As an aside, I think there may be an older broad stalking me. Every time the lady walks by, at least once or twice a day, she looks in my office and smirks.
by Brian on Jul 24, 2007 1:10 PM EDT reply actions
“We vont ze money, Lobotzke!”
And SMQ’s preview of the ACC is nothing short of epic.
by Digital Headbut on Jul 24, 2007 1:21 PM EDT reply actions
#21: There’s nothing wrong with hiring your son as assistant coach, just as long as his name is Steve Spurrier, Jr.
by Dave on Jul 24, 2007 1:34 PM EDT reply actions
#32-The mercury Cougar comes highly recommended. You will definitely learn something.
by Willet on Jul 24, 2007 1:52 PM EDT reply actions
TCOAN,
here is a delightful essay about the idea of turning guys over (with a few alternatives besides fishing and beer).

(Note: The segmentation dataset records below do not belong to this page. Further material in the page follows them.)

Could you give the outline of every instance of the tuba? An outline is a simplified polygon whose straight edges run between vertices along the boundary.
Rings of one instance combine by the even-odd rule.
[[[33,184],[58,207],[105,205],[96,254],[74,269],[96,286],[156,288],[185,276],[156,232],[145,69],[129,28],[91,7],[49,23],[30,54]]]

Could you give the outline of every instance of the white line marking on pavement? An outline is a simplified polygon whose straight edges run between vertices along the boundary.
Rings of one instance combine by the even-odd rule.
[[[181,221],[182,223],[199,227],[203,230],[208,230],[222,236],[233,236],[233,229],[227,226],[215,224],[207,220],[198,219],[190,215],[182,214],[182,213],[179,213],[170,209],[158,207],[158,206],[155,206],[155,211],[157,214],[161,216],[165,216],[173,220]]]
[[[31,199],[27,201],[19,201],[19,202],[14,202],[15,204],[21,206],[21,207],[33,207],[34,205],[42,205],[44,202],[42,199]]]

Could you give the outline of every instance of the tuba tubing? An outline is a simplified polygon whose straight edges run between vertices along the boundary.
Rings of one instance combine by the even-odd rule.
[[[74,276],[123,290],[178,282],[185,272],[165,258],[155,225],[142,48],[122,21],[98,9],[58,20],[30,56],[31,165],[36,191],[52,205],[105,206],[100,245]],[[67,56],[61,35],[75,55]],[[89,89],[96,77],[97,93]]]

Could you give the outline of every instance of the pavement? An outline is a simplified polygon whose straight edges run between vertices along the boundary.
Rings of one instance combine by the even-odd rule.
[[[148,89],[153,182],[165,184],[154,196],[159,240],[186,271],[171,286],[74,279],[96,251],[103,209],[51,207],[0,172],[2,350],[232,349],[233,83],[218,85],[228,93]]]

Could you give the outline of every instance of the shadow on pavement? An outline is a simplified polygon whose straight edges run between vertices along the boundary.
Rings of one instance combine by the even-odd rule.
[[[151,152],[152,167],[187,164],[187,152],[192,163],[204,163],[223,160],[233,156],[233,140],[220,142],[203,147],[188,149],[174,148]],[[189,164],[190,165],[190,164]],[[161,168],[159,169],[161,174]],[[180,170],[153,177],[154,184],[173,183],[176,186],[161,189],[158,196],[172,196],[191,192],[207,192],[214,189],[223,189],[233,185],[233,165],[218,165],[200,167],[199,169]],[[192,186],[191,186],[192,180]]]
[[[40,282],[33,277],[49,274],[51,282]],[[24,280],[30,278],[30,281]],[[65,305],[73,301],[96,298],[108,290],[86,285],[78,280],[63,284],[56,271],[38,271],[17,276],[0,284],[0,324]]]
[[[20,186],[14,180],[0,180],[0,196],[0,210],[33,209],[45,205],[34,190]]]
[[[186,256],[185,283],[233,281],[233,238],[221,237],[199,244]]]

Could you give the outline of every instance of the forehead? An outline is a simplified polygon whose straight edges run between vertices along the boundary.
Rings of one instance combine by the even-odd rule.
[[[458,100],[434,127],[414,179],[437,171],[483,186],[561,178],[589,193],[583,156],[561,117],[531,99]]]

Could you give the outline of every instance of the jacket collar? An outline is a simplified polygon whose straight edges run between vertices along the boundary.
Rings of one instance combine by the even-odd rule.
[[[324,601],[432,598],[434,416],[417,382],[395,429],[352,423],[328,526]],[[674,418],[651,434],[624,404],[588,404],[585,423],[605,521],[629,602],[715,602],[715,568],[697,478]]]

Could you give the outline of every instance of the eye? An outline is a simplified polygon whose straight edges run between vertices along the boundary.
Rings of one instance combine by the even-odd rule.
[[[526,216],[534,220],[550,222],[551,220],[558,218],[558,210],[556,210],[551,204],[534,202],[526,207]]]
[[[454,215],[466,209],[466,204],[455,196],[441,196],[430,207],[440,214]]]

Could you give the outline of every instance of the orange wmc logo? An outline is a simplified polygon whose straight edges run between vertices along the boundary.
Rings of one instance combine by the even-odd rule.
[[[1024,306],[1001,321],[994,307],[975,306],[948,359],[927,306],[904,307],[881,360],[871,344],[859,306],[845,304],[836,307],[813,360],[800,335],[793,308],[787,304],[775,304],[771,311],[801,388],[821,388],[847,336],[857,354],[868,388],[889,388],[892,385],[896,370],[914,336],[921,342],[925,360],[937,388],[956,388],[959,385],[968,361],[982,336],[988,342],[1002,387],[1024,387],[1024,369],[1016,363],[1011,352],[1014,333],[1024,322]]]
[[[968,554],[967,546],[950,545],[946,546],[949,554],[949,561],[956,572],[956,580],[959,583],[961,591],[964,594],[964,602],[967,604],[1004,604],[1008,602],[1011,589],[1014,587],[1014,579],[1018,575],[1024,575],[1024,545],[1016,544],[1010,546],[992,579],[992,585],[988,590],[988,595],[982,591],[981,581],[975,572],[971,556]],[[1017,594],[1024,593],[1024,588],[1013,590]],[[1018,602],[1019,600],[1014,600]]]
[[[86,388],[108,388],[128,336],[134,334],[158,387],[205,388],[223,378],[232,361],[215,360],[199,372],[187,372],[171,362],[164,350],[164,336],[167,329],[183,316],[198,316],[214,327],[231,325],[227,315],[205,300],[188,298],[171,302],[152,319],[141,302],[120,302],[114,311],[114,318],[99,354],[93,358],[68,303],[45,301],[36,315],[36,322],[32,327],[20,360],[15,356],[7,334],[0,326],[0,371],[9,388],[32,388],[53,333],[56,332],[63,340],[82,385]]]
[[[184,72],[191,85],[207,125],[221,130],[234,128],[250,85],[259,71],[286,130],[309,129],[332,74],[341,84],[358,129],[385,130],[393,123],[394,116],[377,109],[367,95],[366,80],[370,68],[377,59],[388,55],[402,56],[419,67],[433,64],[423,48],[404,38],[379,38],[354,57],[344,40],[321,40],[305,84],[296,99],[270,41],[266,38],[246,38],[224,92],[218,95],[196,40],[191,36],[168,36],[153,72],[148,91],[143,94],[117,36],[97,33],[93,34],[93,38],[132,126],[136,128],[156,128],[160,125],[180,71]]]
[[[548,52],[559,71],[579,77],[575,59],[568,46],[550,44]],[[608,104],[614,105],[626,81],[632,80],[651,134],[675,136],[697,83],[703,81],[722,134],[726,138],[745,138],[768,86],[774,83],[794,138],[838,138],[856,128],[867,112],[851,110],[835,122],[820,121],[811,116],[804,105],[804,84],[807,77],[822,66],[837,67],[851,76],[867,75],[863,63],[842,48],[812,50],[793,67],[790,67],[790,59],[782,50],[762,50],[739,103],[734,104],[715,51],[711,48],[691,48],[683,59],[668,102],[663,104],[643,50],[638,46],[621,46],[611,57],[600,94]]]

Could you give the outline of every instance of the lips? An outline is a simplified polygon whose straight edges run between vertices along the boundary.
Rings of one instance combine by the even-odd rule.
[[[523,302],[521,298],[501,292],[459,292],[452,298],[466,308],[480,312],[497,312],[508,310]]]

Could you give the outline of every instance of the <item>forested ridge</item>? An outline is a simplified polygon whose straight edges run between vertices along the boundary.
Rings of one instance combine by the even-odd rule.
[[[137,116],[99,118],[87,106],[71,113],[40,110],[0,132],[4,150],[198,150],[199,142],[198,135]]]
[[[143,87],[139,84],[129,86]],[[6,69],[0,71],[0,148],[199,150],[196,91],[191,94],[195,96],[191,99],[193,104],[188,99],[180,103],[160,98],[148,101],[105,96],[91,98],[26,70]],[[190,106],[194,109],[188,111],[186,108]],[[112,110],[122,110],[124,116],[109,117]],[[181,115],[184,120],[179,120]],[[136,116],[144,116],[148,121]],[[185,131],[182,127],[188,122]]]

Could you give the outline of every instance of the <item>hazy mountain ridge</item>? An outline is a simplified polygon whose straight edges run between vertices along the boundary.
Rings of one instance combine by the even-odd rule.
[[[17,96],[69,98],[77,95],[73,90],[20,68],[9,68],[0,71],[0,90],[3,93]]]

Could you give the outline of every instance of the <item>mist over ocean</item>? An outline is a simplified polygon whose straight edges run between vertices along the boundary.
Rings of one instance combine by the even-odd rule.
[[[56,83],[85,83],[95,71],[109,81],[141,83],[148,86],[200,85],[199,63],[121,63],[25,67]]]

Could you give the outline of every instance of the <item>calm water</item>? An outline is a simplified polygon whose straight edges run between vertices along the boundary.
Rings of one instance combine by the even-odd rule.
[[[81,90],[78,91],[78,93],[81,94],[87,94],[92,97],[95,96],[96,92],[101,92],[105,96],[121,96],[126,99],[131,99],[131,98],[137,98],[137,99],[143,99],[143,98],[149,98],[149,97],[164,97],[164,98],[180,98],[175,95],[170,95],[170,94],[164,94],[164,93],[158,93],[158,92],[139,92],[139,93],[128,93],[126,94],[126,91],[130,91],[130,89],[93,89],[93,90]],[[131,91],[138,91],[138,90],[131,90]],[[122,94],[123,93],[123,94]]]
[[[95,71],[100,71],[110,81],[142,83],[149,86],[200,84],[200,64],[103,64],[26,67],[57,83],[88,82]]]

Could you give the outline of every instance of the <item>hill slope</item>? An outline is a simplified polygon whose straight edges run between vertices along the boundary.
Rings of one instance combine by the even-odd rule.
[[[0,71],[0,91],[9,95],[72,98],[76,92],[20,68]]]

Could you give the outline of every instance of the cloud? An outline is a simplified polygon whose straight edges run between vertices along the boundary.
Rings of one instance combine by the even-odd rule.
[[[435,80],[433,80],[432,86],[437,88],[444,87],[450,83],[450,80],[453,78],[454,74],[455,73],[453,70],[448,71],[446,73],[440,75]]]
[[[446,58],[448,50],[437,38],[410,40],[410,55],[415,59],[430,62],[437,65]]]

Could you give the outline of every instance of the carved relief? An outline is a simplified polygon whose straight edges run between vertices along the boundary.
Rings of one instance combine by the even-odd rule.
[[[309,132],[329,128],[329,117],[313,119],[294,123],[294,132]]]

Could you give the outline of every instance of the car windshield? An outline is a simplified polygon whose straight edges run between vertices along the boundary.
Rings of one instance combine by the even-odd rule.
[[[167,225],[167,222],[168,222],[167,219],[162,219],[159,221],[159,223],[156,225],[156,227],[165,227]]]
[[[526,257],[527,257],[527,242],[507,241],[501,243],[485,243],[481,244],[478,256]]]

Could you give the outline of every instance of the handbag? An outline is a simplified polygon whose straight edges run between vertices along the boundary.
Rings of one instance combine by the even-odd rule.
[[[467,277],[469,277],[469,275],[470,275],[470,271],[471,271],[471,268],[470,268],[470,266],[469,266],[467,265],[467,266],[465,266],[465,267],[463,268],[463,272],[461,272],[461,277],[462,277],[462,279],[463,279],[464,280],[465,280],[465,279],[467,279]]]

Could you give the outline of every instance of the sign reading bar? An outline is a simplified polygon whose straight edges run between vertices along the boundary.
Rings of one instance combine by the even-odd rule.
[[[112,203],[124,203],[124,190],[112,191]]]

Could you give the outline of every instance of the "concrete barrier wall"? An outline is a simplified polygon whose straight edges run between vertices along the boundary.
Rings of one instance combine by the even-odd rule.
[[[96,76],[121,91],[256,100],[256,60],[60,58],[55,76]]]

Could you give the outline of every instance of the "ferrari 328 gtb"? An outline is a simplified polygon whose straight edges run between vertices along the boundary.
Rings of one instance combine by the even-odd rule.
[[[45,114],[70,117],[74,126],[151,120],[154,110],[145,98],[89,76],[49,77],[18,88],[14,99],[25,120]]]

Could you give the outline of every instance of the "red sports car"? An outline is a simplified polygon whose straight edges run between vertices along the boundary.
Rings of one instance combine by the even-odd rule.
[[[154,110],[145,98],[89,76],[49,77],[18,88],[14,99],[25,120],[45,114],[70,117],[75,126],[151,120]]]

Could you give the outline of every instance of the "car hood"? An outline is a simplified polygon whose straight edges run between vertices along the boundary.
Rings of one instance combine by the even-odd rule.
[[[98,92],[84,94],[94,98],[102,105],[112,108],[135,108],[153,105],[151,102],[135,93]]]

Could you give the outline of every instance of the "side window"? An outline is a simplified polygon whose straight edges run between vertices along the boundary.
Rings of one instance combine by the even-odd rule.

I’m gonna go out on a limb and call this one NSFW. It is somehwat funny and sad.
by jon on Jul 24, 2007 1:53 PM EDT reply actions
I would hope based on the preponderance of the evidence that points to my sheer stupidity that no one would take my advice on office relationships (or anything else for that matter). I would also hope that no one takes photos of anyone’s crotch with a camera phone, ever. That area does not photograph well and should only be shared in person, with lights dimmed. I will take the rest of my comments of this nature back to Fleshbot where they belong.
Thank you.
by jebushchrist on Jul 24, 2007 2:05 PM EDT reply actions
TCOAN:
I have not worked with a woman that would have three drinks at lunch. The only woman that I have worked with that was an alcoholic would want to fight after getting liquored up, and that happened only at after work parties, so there were no takers there.
I seriously doubt that someone would have three drinks and then get back to work…. acting like Foster Brooks…then getting canned.
by Stacy Keibler Luvs Me on Jul 24, 2007 2:06 PM EDT reply actions
So were all of Bid Daddy Drew’s short stories supposed to be humorous? Four were, tops.
I guess if you drop enough f-bombs and cuss words then you’ll get laughs from the majority.
by Spittoon on Jul 24, 2007 2:11 PM EDT reply actions
I seriously doubt that someone would have three drinks and then get back to work…. acting like Foster Brooks…then getting canned.
Plainly you haven’t spent much time working with federal government clients. Except for the getting canned part.
by DC Trojan on Jul 24, 2007 3:01 PM EDT reply actions
Three drinks and going back to work can be done, but I can’t recommend it as a lifestyle. Those usually wind up being the days where I rearrange things to “experiment with enhancing my productivity”.
I miss the days when I had a lab to hide in, and my boss didn’t have access to it. I never took proper advantage of that situation, I must confess.
by PJ from NU in SF on Jul 24, 2007 3:40 PM EDT reply actions
- Dave K:
Really? Please explain. I don’t have anything to refer back to. Rutgers?
by Cardiac Kids on Jul 24, 2007 8:11 PM EDT reply actions
Guys, I don’t recommend taking nudie camera snapshots and then trying to use them as “leverage”. It’s a federal offense, actually—ask my last unit’s chaplain, who is getting hammered for it.
http://www.armytimes.com/news/2007/05/ap_chaplainaffair_070509/
by Nate (ltdomer98) on Jul 24, 2007 10:57 PM EDT reply actions
Orson, I went to Notre Dame and I was anything but sedate at those games.
by Brian on Jul 25, 2007 1:31 AM EDT reply actions
DCT has it right. I think every senator is required to have a fully stocked liquor cabinet in their office. Well aside from the really uptight Republican ones.